Comme de nombreux retraités qui se retrouvent seuls en France après l’aliya de leurs enfants, c’est la présence deux de ses filles à Jérusalem qui motive Myrtil T. à quitter le pays : la première, religieuse, a fait ce choix il y a 22 ans et y vit désormais avec son mari et ses quatre enfants ; la seconde vit en Israël depuis une quinzaine d’années, sur ses trois filles, une étudie en France.
Grâce aux siens présents sur place, la recherche d’appartement sera plutôt aisée pour Myrtil T. qui peut compter sur ses filles pour toutes les démarches administratives, plutôt que de s’adresser au service d’aide francophone du ministère de l’Intégration.
Depuis, la grand-mère comblée va régulièrement au cinéma avec ses petits-enfants et pratique son hébreu avec eux, même s’« ils rigolent de mes piètres tentatives et de mon accent », plaisante-t-elle. L’apprentissage d’une nouvelle langue à plus de 70 ans est en effet l’un des principaux obstacles à l’aliya des seniors. Après un an d’oulpan gratuit – grâce à son statut de nouvelle immigrante – et l’acquisition du vocabulaire de base, Myrtil T. opte alors pour les cours particuliers : « J’aimerais comprendre ce qu’on dit à la télé », explique-t-elle simplement. C’était la même chose pour ses filles, qui ne sont « jamais allées au Talmud Torah » : « nous n’étions pas vraiment religieux, mais plutôt traditionalistes ». Cependant, son intérêt pour le judaïsme connaît un regain maintenant qu’elle vit en Terre sainte et Myrtil T. se rend régulièrement à des cours d’études juives.
Une forte activité communautaire
Pour lutter contre la solitude, l’active grand-mère peut également compter sur les nombreux clubs du troisième âge francophones, qui proposent oulpan, cours de cuisine ou réunions de tricot.
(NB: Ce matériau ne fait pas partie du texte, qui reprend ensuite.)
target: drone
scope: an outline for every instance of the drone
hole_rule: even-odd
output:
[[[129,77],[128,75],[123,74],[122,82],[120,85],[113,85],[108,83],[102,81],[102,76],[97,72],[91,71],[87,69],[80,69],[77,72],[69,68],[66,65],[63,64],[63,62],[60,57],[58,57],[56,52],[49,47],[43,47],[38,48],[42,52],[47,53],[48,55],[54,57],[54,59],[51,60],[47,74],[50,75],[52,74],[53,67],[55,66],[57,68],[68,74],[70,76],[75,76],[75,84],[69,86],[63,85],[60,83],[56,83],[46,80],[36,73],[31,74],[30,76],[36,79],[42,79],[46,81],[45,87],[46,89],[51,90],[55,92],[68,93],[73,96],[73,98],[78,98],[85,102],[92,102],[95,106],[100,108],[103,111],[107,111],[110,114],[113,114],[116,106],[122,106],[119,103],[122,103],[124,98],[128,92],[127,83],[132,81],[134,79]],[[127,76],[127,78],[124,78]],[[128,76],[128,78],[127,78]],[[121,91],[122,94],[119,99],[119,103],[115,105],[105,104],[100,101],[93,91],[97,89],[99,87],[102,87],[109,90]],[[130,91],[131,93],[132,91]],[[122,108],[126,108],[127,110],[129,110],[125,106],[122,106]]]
Elle reconnaît cependant que « ce n’est pas trop son truc » et préfère les randonnées ou les représentations théâtrales, plus à même d’aider à son intégration dans la société israélienne. Il est vrai que ces oulpanim ne sont peut-être pas la meilleure façon de progresser en hébreu : les anecdotes sur les retraitées qui s’y retrouvent pour discuter avec leurs amies plutôt que d’apprendre sérieusement ne manquent pas ! Mais Myrtil T. reconnaît l’utilité de ces groupes, et de celui de l’Agence juive : elle a bénéficié du programme « Aliya tapis rouge », désormais suspendu (une aliya en 24 heures, avec délivrance immédiate de la Teoudat Zeout et salon d’information à Jérusalem) et ne cache pas l’intérêt du fameux panier d’intégration reçu par tout nouvel immigrant. De plus, le ministère lui verse un complément appréciable à sa retraite d’enseignante, qu’elle continue de toucher sur un compte français.
Elle attend désormais avec impatience l’arrivée d’un groupe d’amis de Boulogne, sa ville d’origine : des sexagénaires « jeunes retraités », avec lesquels elle pourra discuter de la France, dont elle reconnaît avoir « une certaine nostalgie ». Mais elle ne regrette pas pour autant sa démarche et se montre perplexe face à la montée de l’antisémitisme en France : on ne peut plus dire « heureux comme un juif en France », conclut-elle. « Même si ce n’est pas facile de tout lâcher, je suis désormais heureuse comme une juive en Israël ».